May 25, 2010 | Web Design
It seems that every web site project I am involved with has some little issue at the end that is hard to figure out. It may be a CSS style problem where something is not looking as I predicted. Or it may be finding a solution that is acceptable in multiple browsers. Sometimes, there is one little piece of functionality that is not working as expected.
I call this phenomenon the 90 / 10 rule because we can usually prepare and plan for about 90% of a web development project. But it is the last 10% that cannot be fully planned for, or expected up front.
What to do?
Allow time. First of all, you should plan for the unexpected. You don’t know what the issue will be, but there is always something. Allow time to de-bug and investigate those last items. Don’t be designing and coding right up til the deadline. Do a soft launch ahead of time.
Test. Test as much as possible. Get the site up onto a host where people can go through and try out the functionality. Plan for a way to do this, whether it’s using a development area, a different directory, or a temporary URL.

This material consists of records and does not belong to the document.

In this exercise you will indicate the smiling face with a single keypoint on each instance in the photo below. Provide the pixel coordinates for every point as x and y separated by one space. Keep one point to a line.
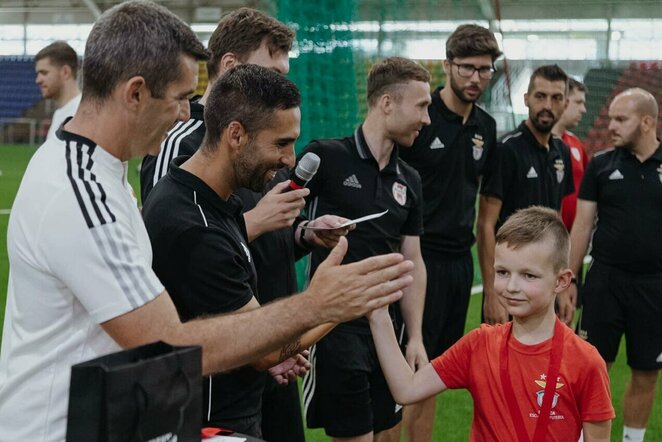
50 78
160 114
407 112
546 102
268 150
525 280
468 89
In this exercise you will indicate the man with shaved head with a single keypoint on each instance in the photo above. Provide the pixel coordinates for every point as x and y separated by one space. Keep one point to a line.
623 288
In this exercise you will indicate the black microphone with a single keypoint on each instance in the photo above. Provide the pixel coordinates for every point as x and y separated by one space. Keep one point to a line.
304 171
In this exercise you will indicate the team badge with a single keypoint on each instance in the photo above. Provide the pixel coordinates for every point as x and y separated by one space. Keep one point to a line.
541 393
400 193
560 169
246 251
478 146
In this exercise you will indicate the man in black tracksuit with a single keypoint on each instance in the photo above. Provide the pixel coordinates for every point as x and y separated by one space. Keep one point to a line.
451 155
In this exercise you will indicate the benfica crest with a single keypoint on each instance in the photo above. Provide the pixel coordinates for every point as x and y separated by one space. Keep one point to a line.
560 169
400 193
478 146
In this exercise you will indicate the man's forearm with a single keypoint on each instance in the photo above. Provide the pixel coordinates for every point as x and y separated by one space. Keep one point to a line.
413 302
247 336
485 245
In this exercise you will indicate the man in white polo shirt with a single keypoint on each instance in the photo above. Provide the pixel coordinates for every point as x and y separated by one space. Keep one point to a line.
80 282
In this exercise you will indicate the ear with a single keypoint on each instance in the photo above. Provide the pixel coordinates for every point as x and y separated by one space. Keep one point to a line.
134 92
647 124
563 280
235 136
386 103
228 61
65 71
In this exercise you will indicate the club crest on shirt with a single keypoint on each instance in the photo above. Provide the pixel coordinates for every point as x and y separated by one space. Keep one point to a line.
540 394
400 193
478 146
246 251
560 170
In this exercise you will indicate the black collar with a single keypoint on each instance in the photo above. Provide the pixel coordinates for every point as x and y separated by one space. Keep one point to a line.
365 154
232 207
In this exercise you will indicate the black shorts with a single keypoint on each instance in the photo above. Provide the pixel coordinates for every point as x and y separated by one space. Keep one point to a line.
345 392
281 413
616 302
446 301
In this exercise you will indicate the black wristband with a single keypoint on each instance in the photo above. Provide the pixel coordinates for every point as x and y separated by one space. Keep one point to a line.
302 241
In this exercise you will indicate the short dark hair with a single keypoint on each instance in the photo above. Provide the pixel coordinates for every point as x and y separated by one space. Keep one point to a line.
249 94
535 224
60 54
137 38
550 72
471 40
390 73
576 86
242 32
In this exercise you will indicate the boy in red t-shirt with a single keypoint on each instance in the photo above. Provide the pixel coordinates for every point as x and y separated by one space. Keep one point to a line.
507 368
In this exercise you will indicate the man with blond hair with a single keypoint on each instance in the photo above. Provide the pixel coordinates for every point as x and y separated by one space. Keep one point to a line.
622 294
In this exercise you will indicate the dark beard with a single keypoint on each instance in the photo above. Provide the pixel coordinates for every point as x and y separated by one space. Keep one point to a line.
543 128
459 93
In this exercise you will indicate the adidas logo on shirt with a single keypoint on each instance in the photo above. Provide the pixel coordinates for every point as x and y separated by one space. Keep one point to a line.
437 144
352 181
616 175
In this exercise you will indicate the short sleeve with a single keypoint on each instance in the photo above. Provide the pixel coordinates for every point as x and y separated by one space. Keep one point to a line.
107 266
413 226
568 180
589 187
453 366
594 398
216 276
499 175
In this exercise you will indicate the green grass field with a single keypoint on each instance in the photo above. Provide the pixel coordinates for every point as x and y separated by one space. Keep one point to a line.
454 408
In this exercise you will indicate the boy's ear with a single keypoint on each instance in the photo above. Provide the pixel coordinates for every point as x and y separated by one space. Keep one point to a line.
563 280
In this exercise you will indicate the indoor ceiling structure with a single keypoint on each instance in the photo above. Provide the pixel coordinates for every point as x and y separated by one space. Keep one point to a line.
201 11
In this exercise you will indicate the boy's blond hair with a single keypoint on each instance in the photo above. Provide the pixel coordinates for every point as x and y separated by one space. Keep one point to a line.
535 224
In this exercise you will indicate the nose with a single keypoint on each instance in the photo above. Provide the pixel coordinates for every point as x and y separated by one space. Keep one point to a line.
288 157
426 118
511 285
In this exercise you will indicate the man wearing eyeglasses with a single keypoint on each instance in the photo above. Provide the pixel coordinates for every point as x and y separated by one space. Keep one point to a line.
450 155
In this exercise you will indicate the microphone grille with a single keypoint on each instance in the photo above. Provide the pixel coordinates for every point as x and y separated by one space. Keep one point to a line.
307 166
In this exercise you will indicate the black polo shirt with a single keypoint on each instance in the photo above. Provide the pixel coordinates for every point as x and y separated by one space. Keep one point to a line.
201 256
183 139
451 156
274 253
628 194
349 183
524 173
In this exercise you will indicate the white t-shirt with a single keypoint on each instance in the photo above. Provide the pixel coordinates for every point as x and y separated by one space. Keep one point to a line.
79 255
61 114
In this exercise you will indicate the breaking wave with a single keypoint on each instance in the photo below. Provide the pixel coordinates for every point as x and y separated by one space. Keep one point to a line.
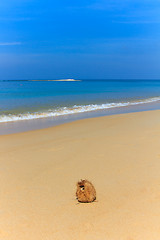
72 110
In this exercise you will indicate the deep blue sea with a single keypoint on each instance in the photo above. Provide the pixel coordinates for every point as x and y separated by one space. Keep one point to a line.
25 100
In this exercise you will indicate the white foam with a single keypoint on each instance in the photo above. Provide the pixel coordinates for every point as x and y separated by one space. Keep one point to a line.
72 110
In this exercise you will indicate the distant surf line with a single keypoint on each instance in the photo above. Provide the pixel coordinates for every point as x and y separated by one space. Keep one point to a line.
72 110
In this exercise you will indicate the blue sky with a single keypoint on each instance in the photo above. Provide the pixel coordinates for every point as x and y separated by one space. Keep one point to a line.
85 39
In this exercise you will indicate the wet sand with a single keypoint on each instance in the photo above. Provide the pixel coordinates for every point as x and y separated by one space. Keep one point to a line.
39 169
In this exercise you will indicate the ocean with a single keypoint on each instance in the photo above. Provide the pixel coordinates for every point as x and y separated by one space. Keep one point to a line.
30 100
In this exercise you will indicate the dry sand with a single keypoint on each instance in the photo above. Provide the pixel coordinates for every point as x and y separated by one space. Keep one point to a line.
39 169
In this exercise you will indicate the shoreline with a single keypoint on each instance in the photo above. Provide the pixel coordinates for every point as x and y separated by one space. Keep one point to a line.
41 123
119 154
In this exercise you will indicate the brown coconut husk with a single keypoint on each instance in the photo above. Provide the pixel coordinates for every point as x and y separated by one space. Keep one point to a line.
86 192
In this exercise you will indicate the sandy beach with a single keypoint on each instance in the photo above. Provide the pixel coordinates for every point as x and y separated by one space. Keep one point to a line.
119 154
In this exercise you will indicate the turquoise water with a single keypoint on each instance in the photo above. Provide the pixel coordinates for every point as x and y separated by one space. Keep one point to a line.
24 100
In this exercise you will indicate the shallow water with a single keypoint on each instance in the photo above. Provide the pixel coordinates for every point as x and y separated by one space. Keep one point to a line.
57 101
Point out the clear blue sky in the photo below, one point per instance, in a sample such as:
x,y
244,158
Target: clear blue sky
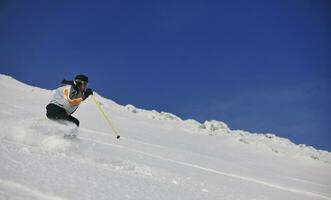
x,y
261,66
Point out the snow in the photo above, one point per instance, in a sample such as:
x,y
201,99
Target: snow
x,y
159,156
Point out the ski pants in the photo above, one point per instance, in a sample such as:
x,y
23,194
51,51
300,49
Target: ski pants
x,y
55,112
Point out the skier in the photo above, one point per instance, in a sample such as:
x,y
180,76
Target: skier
x,y
67,98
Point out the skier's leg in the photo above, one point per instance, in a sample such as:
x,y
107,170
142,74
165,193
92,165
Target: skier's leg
x,y
55,112
73,119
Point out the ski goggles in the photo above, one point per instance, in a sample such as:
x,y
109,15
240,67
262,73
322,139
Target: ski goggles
x,y
79,82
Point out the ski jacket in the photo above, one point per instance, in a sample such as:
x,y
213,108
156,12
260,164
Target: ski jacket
x,y
67,97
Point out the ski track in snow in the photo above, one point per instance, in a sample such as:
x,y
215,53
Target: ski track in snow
x,y
223,168
36,193
210,170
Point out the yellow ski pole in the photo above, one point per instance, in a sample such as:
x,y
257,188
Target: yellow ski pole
x,y
106,118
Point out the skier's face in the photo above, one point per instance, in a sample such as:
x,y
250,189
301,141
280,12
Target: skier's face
x,y
81,85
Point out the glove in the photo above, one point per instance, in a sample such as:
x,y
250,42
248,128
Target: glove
x,y
87,93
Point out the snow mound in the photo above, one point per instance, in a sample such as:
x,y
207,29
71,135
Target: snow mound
x,y
39,132
153,114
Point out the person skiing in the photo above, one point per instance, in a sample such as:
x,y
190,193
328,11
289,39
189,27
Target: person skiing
x,y
67,98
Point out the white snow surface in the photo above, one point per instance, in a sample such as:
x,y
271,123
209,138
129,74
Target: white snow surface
x,y
159,156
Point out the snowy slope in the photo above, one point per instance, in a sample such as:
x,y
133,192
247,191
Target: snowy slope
x,y
160,156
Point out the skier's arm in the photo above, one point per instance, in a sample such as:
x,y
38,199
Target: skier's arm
x,y
76,101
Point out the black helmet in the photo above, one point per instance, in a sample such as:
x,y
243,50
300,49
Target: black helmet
x,y
81,78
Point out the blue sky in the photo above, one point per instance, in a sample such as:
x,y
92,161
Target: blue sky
x,y
261,66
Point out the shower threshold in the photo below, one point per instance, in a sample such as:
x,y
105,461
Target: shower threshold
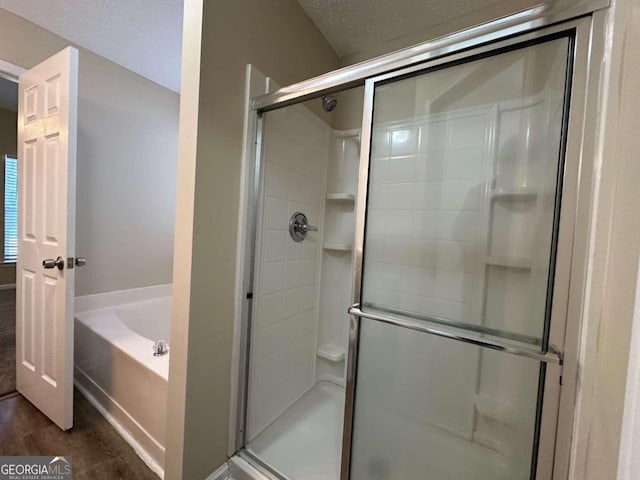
x,y
305,442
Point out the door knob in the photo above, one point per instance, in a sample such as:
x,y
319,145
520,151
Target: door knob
x,y
51,263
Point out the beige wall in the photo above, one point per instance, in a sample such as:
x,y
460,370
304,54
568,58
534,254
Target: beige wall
x,y
281,41
8,142
127,154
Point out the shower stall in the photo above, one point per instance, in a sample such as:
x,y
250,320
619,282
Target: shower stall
x,y
407,296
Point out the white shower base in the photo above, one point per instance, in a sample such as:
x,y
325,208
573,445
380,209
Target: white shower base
x,y
305,442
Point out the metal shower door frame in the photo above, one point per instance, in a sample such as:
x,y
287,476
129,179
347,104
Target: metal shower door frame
x,y
511,30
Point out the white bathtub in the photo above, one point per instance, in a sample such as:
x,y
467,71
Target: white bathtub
x,y
115,367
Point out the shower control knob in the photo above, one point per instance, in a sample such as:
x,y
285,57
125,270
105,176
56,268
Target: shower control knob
x,y
299,227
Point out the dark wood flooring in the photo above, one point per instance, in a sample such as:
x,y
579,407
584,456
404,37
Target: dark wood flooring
x,y
97,451
7,341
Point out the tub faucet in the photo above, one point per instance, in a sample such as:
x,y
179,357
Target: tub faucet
x,y
160,348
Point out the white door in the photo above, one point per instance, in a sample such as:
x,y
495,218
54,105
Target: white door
x,y
47,113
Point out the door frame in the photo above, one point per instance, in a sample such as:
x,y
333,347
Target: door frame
x,y
588,20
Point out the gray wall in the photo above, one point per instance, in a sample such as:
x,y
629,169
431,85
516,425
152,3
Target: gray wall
x,y
127,155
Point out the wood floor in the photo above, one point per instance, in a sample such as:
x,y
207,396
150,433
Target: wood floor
x,y
7,341
97,451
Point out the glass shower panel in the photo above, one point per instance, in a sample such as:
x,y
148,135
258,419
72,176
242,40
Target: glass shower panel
x,y
295,399
419,412
462,191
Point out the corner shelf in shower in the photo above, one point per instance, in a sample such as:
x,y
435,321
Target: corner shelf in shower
x,y
330,352
338,246
341,197
518,194
509,262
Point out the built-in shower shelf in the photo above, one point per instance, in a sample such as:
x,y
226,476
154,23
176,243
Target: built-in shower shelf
x,y
517,194
509,262
341,197
330,352
338,246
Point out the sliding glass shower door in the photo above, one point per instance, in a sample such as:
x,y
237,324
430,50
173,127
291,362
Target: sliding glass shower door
x,y
459,247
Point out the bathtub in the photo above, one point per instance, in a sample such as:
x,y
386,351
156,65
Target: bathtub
x,y
115,369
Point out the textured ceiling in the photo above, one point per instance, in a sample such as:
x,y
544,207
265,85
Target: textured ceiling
x,y
351,26
142,35
8,95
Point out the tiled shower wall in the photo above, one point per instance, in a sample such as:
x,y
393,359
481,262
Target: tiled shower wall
x,y
283,342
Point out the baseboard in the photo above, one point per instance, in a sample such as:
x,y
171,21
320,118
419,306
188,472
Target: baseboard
x,y
116,423
327,377
9,395
222,473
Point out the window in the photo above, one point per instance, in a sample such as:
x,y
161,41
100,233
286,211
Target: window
x,y
10,209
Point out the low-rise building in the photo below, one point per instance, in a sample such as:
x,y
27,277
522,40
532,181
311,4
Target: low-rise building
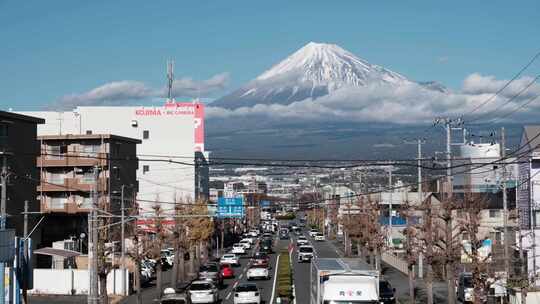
x,y
72,169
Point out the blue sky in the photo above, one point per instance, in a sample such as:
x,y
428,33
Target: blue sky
x,y
50,49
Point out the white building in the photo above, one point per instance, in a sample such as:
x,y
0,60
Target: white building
x,y
170,134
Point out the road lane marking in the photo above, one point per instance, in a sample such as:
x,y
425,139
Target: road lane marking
x,y
275,281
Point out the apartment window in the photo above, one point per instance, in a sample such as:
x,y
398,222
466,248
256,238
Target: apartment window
x,y
58,202
57,178
494,213
90,150
88,177
86,202
496,236
56,151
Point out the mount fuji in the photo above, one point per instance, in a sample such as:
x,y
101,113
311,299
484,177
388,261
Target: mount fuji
x,y
315,70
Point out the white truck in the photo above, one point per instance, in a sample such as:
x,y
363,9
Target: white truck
x,y
343,281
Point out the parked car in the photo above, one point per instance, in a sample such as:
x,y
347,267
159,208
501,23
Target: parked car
x,y
246,244
386,292
203,292
260,259
231,259
172,296
238,249
319,237
302,240
305,253
211,271
226,271
257,272
247,293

Revise. Go back to the original intent and see whether or not a different solution is possible. For example, there is often more than one way to use CSS to create a layout. Sometimes it’s better to take a different path to the end result, rather than only trying to debug the current solution.
Is it critical?
There are times when trying to get the last detail fixed is very difficult. Hour after hour is spent identifying the problem and trying solutions. Some of these times we need to step back and ask how critical something is to the solution.
I hate stepping back. I usually worry that I’m giving up on the one little detail the client absolutely loved. I’d rather be the hero who figures it all out, and compromises nothing.
I think that the problem is the word compromise. Many web designers and developers tend to think of it as a compromise if we readjust and remove an element (design or functionally) from a web site. But often times, when we step back, we realize it is not critical. In the best of times, we realize that another solution is more functional and is even better.
What are you expectations?
I’m curious about other people’s expectations, whether you are a designer, developer or client.
Are you open to compromising on those last head-banging details, or do you always try to make it work? Have you improved on the 90/10 rule—maybe you’re at 95/5?
Another problem with these last details is that they can seriously eat into profitability. If you think you’ve got 90% of the work done, but then spend another 25% of your time on that last bit, you may have just lost the profit margin on a job. Are you up front with your clients about the problems, solutions, and time involved?